Posts Tagged ‘games’

The Codger’s Crossword

Good morning, dear readers. You know what one of the best ways to get your brain racing in the morning is? It’s doing a Sudoku. But in the event that your local daily doesn’t carry Sudoku, odds are that it probably carries a crossword puzzle. Heck, even the free newspapers usually have one, so why shouldn’t my “lifestyle column”? Well, now it does. Presenting…The Codger’s Crossword. Here are the clues:


1. Host of “Swift Justice with Nancy Grace”

2. Peggy of “The Waltons”

3. The year I moved away from home

4. What my grandson Max blows for a living

5. The common-law Mrs. Codger’s first name


1. The breed of cat that I’ve been domesticating

2. What I like to spend my time doing

3. A bad kind of person

4. A kind of motor home: Winn(blank)go

5. What you put on your pizza pie if you’re a real American and not a hippie

6. “Dempsey (blank) Makepeace”

Until next time!


The Codger


The Codger Plays Bros Icing Bros

Hello again, loyal readers. As I have often written about here, I am growing a victory garden in my back yard, and yesterday, like all days, I went out to tend it. While I was busy trying to prop up the rebar trellis I made by pouring cement mix into the foundation – a process we have all recently learned is called a “top kill”—I noticed that my brand new pop up trailer was popped up into the “up” position, which is certainly not how I left it when I parked it there. I went over to investigate, and I heard music playing inside. Well, if the trailer is rocking, The Codger is knocking.

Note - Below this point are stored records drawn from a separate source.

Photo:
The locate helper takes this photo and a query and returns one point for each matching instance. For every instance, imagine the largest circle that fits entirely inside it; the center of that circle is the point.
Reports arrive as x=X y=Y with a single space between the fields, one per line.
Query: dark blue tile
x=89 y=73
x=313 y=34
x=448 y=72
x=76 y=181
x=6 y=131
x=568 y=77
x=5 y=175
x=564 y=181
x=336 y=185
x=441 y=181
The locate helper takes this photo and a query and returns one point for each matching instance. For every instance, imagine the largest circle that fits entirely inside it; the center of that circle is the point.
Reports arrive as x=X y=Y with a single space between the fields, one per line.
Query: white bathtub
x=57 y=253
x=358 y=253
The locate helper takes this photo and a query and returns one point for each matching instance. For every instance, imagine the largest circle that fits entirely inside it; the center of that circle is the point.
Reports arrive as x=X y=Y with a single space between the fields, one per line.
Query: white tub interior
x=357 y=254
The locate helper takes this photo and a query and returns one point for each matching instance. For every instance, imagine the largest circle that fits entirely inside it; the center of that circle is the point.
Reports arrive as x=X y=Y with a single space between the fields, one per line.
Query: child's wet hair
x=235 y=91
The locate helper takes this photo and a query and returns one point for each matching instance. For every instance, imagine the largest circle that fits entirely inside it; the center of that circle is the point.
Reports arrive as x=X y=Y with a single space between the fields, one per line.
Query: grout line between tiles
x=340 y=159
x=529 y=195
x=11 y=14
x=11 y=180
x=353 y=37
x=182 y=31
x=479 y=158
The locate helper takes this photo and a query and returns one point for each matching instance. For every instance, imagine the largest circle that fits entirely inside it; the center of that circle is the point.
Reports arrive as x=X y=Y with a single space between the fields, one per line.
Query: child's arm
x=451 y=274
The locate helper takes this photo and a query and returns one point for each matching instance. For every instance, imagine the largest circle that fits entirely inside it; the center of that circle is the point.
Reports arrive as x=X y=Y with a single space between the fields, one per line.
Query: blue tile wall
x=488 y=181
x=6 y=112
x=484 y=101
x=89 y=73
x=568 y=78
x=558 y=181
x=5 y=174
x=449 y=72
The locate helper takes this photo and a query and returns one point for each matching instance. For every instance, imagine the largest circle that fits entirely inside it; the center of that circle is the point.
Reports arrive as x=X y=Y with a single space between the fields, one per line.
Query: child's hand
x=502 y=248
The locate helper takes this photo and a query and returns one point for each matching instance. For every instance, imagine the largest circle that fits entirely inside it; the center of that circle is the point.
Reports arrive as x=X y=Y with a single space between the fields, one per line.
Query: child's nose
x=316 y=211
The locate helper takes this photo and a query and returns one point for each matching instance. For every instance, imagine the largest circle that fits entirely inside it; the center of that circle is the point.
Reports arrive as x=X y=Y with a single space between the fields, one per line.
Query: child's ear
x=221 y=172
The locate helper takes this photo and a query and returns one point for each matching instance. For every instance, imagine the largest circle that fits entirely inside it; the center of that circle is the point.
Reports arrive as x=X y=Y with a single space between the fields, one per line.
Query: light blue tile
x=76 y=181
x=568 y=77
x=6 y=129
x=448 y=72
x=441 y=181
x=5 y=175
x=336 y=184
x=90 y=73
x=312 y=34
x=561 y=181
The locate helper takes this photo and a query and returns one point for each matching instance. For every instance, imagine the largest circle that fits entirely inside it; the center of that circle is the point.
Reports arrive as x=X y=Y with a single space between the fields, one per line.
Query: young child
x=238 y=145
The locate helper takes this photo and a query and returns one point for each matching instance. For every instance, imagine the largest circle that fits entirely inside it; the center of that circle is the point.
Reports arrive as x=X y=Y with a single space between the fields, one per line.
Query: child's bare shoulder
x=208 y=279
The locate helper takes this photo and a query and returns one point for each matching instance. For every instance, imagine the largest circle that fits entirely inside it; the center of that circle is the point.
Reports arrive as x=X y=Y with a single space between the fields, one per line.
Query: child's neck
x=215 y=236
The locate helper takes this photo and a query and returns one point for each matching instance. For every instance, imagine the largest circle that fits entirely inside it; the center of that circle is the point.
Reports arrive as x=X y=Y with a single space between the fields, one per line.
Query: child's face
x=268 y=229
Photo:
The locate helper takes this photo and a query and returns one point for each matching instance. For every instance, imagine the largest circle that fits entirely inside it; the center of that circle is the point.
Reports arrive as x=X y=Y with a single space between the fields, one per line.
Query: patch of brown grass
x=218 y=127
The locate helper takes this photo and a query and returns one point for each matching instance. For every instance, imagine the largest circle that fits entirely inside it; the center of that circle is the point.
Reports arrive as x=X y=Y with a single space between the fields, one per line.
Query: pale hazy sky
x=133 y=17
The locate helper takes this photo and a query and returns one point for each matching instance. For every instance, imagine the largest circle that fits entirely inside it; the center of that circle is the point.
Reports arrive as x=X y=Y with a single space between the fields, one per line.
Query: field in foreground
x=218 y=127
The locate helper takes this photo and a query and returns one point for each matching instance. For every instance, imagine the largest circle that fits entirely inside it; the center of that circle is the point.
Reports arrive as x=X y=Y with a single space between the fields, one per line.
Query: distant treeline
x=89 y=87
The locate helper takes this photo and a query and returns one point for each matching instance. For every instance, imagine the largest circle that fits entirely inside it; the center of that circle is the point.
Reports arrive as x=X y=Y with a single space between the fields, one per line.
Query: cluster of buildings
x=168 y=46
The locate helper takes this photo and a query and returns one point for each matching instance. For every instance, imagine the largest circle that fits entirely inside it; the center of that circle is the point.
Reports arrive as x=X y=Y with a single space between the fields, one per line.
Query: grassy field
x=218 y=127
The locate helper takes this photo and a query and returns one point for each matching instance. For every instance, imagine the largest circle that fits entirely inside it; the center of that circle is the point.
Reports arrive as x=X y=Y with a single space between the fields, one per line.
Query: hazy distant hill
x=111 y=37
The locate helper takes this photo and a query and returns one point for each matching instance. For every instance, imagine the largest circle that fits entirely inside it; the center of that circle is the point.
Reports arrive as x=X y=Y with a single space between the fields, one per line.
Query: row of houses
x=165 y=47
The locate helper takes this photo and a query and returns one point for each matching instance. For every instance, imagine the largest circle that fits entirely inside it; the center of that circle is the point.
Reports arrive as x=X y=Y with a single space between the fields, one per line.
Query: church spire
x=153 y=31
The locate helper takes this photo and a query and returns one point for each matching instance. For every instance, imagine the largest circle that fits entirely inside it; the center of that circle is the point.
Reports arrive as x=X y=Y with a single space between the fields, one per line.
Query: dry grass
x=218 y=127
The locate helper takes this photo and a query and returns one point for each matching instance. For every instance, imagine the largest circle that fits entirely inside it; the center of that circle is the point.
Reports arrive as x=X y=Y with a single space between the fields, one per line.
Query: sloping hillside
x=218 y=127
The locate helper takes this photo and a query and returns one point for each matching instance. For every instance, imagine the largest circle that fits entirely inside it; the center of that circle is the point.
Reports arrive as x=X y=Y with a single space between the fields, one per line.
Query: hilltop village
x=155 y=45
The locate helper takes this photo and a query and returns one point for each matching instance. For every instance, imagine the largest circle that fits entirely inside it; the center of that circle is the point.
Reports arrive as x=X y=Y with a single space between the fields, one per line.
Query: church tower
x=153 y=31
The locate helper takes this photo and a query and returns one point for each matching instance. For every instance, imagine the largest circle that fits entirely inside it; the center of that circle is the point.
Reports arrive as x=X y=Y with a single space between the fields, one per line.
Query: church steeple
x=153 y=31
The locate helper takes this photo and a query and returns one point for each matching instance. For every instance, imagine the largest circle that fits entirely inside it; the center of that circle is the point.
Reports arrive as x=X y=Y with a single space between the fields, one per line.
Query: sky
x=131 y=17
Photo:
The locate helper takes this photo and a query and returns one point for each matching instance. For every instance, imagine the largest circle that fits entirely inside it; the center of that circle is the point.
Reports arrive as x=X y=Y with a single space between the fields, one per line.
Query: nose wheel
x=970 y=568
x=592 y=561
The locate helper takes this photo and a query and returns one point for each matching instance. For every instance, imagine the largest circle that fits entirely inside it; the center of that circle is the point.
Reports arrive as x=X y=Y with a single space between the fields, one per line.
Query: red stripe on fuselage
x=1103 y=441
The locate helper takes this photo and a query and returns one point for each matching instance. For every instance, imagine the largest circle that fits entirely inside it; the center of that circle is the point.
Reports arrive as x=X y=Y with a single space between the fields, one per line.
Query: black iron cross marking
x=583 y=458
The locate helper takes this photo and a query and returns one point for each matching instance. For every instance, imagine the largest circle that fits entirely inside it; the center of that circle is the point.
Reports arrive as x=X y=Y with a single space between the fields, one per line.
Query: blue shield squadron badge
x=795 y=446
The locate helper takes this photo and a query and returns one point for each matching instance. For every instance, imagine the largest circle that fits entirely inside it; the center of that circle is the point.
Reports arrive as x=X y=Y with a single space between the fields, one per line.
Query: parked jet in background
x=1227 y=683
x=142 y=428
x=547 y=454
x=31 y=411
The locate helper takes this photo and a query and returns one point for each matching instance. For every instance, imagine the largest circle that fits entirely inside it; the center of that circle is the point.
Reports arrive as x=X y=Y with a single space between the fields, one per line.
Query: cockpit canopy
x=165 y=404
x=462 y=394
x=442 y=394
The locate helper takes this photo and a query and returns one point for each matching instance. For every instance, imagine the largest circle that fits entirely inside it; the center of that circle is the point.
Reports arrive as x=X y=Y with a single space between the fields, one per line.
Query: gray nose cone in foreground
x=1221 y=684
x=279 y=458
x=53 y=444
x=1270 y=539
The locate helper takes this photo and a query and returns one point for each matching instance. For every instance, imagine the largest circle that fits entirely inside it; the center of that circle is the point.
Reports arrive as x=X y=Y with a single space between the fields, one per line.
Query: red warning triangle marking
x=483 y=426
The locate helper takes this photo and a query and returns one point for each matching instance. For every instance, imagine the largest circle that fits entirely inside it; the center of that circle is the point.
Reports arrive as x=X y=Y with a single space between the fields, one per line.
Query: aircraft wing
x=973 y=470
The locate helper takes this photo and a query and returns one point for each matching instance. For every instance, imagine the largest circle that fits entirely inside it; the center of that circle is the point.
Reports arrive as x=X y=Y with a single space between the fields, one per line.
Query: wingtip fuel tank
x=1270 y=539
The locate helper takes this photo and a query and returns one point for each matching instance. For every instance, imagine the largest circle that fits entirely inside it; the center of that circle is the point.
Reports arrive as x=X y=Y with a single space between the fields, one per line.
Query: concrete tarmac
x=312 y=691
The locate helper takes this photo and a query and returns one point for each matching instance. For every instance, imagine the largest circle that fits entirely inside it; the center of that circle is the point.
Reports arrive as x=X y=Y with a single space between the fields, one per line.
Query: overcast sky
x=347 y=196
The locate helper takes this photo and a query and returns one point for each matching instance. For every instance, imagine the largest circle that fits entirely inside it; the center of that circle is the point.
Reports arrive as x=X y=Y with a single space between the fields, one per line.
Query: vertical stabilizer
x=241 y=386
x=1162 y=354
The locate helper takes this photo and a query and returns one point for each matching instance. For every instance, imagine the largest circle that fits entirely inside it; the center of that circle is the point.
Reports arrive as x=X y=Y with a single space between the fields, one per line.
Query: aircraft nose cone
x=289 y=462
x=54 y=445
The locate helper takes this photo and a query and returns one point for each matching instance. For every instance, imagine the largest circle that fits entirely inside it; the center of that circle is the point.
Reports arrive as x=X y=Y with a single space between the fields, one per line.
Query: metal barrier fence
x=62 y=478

It turns out that there are three young people, two boys and a girl, living inside my camper, and that my grandniece Tricia had invited them to live there. She was inside the trailer too, but she lives in my house and was just visiting the trailer. She explained that they didn’t have anywhere else to go because they didn’t have supportive parental figures (such as myself). Two of them are a nice teenage couple: The girl is expecting a baby, and the poor guy said he just got kicked out of the Army because it downsized. D@mn economy! And then the oldest one is an artist of some sort, and you know artists don’t make much money. Certainly not enough to pay rent on a house. What kind of adult would I be if I did not support such a nice young couple and the arts by giving them all a place to stay for now?

Now that all that was settled, and I gave them all my blessing, the oldest one (the artist) handed me a Smirnoff Ice and told me that I’d been “iced” and had to drink it. Of course I knew that he was talking about the popular new game called Bros Icing Bros, because I just read all about it on a blog. It’s so popular that it even has its own blog (in addition to all the other blogs that people write about it). It seems most popular amongst college kids, but nowhere does it say there’s an age limit on who can play. As far as I’m concerned, it’s good, clean fun for all ages. I’m thinking of “icing” him back by disguising a bottle of Smirnoff Ice inside a fruit basket.